Noronha abriu a palestra convidando as palestrantes a avaliarem a atual conjuntura da saúde no país em cenário acirrado pela proximidade das eleições para presidente da República, senadores, governadores e deputados federais e estaduais. Primeira palestrante, Ana Maria Costa instigou os alunos a conhecerem melhor o Cebes através do site (www.cebes.org.br), e ressaltou a missão do centro e de seus 20 escritórios Brasil afora, que ao longo dos anos mantêm o ativismo político e o pensamento crítico como linhas de atuação.

“Hoje temos que trabalhar na desconstrução de uma hegemonia que vem se sobrepondo ao direito à saúde e à construção do SUS. Sempre tivemos na comunicação uma grande inimiga, pois a mídia nacional sempre se colocou no campo de tensionamento hegemônico e não permitiu uma valoração da população no sentido do direito à saúde”, aponta Costa.

Na opinão da presidente do Cebes, vemos hoje uma sequência de políticas de opinião que colocam uma grande lacuna nas aspirações populares em relação à saúde, o que em geral se relaciona ao acesso à saúde. De fato, afirma Costa, o sistema apresenta escassez de recursos humanos e falhas na formação dos profissionais de saúde.

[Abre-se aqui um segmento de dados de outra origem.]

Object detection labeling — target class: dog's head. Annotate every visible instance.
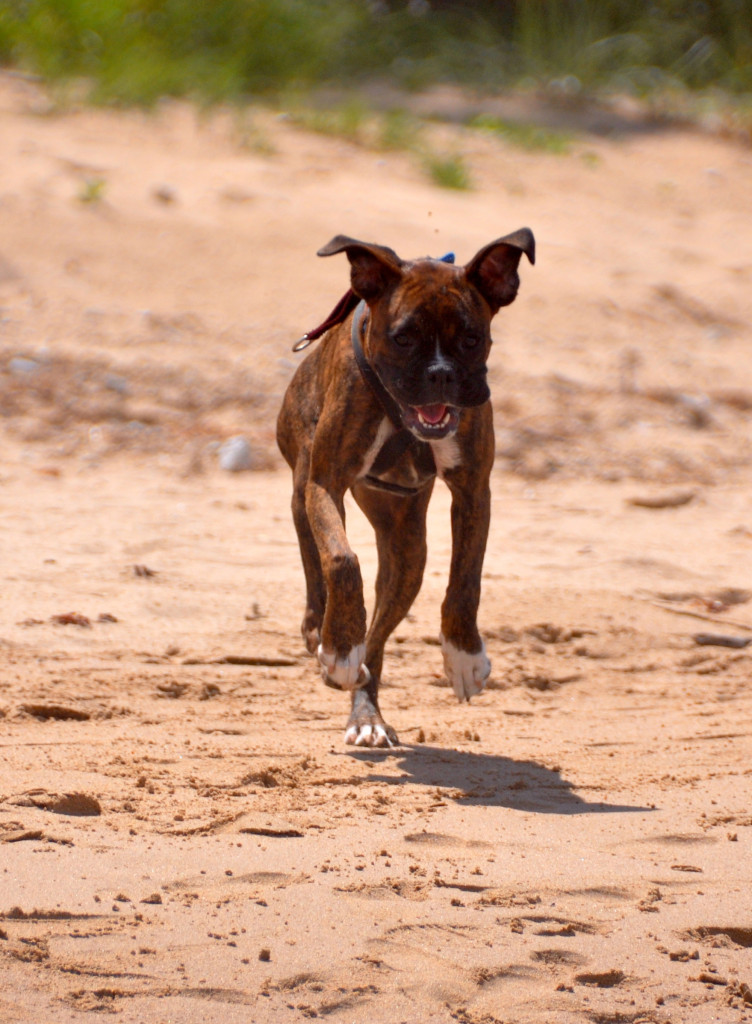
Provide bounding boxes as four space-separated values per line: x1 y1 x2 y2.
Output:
319 227 535 440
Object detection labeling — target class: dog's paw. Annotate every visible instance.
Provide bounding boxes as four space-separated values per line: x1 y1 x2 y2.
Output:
318 643 370 690
441 636 491 700
344 722 400 746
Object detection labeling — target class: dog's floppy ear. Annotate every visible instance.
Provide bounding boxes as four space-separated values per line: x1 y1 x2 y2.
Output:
465 227 535 312
317 234 403 302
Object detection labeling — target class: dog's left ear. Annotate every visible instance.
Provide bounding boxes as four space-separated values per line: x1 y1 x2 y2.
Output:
465 227 535 313
317 234 403 302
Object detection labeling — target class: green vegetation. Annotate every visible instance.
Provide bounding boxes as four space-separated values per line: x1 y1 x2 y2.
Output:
423 152 472 191
470 114 572 153
0 0 752 105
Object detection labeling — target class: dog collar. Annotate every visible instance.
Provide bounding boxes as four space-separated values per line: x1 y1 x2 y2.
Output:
350 302 436 498
350 302 405 430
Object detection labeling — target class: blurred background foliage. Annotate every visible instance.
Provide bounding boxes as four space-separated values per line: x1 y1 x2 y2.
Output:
0 0 752 105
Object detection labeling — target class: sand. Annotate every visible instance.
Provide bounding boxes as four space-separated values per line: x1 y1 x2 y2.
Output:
0 75 752 1024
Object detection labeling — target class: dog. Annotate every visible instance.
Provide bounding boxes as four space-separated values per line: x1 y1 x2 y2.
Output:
277 227 535 746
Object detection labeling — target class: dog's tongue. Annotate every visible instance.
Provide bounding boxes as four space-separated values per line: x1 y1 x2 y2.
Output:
418 406 447 423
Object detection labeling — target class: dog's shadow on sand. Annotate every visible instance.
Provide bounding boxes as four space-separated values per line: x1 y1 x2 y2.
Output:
345 743 655 814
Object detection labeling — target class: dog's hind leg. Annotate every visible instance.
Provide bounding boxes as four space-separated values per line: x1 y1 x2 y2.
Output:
292 450 327 654
344 475 432 746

Desde o seu início, o SUS enfrenta dificuldade de financiamento, problema que se acentua a partir dos anos 90, apesar de iniciativas como o movimento Saúde + 10, que levantou mais de dois milhões de assinaturas em favor da destinação de 10% do Produto Interno Bruto (PIB) para a saúde, mas não sensibilizou o Congresso Nacional.

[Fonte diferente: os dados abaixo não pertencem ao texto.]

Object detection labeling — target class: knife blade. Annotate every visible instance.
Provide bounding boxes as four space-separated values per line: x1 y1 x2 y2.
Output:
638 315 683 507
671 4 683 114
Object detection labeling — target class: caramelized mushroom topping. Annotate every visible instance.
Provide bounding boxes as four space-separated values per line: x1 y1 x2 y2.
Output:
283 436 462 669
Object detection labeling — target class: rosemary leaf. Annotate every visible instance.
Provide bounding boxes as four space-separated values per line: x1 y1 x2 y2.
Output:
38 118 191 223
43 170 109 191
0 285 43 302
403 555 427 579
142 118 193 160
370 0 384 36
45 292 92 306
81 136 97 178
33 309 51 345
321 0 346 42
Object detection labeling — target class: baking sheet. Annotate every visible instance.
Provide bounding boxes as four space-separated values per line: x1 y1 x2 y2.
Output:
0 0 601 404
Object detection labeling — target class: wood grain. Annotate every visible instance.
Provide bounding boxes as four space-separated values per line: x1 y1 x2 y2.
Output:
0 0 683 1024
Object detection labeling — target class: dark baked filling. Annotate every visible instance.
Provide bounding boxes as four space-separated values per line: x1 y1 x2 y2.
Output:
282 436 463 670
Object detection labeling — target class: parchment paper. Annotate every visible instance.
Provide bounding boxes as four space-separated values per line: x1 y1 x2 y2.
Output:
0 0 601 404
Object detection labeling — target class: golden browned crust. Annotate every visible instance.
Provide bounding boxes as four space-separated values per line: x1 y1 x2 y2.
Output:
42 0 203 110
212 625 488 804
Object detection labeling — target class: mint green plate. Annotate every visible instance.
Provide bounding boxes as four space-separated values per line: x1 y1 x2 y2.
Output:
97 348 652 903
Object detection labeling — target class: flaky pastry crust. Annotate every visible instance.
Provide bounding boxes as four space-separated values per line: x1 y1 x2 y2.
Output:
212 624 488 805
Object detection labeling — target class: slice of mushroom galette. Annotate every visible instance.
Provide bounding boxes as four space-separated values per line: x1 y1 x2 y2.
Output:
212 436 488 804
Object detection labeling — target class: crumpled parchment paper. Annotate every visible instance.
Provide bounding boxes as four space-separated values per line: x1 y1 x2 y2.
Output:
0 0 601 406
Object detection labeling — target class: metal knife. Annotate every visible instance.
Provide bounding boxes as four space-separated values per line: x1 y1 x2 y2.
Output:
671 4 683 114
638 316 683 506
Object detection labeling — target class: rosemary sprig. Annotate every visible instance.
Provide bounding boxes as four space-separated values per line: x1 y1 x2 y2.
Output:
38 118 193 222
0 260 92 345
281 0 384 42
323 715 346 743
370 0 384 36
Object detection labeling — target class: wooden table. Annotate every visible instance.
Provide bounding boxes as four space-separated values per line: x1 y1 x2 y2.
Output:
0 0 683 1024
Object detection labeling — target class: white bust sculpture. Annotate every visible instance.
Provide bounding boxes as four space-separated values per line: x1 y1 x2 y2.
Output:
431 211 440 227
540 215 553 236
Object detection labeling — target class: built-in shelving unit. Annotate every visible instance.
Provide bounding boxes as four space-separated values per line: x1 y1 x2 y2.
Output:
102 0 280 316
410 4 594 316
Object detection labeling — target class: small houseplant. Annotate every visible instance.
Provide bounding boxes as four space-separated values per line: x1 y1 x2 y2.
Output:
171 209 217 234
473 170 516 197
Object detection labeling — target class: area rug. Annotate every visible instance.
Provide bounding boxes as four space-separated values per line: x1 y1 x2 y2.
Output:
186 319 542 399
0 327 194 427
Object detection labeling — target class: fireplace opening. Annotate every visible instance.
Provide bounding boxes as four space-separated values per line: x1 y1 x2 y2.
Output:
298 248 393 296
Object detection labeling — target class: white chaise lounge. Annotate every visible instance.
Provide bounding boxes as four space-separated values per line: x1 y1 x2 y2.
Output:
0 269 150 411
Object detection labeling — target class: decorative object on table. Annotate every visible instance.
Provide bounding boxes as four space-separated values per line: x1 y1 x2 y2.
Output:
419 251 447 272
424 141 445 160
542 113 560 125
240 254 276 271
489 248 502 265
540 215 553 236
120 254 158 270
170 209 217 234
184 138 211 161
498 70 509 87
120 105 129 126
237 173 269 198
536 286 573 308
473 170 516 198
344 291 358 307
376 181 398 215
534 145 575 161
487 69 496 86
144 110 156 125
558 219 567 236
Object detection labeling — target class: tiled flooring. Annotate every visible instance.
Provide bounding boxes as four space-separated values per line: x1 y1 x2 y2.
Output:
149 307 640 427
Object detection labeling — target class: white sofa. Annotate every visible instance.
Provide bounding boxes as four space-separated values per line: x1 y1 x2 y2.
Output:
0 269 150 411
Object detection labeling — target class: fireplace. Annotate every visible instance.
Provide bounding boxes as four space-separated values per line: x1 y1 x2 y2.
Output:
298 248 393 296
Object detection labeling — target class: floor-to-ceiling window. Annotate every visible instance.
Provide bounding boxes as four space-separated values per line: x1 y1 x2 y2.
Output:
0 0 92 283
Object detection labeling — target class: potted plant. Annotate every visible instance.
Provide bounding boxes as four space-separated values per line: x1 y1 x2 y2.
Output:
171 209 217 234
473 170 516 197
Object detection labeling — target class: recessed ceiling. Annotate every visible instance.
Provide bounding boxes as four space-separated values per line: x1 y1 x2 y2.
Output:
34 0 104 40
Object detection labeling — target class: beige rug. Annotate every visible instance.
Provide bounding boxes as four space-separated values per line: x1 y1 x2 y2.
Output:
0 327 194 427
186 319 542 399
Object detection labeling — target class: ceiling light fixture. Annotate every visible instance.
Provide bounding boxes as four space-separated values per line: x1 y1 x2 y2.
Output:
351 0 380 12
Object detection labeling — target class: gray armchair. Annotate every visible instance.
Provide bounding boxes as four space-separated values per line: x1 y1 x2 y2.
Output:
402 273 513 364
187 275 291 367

“No cenário político e econômico, a saúde é vista como um gasto alto, mas o SUS, para ser universal, não pode ser barato. É preciso uma ação da sociedade e dos que fazem política em prol dos interesses coletivos. Hoje temos 50 milhões de pessoas que recorrem a planos privados. Houve de fato uma mobilidade social e a ascensão de uma população que tem baixa consciência de seus direitos e que busca a satisfação pelo consumo, inclusive da saúde, e não pela cidadania. É preciso que esse debate se faça no cenário eleitoral, pois a saúde não tem recebido a atenção que outras políticas sociais recebem”.

Lucia Souto complementou a fala de Ana Maria Costa, fazendo antes um apanhado de sua trajetória como médica sanitarista e parlamentar, do início da carreira até a organização da 8ª Conferência Nacional de Saúde e a promulgação da Constituição de 1988, onde, segundo ela, foram forjados o SUS e a reforma sanitária. Segundo Ana Souto, hoje é preciso atuar em duas frentes de combate.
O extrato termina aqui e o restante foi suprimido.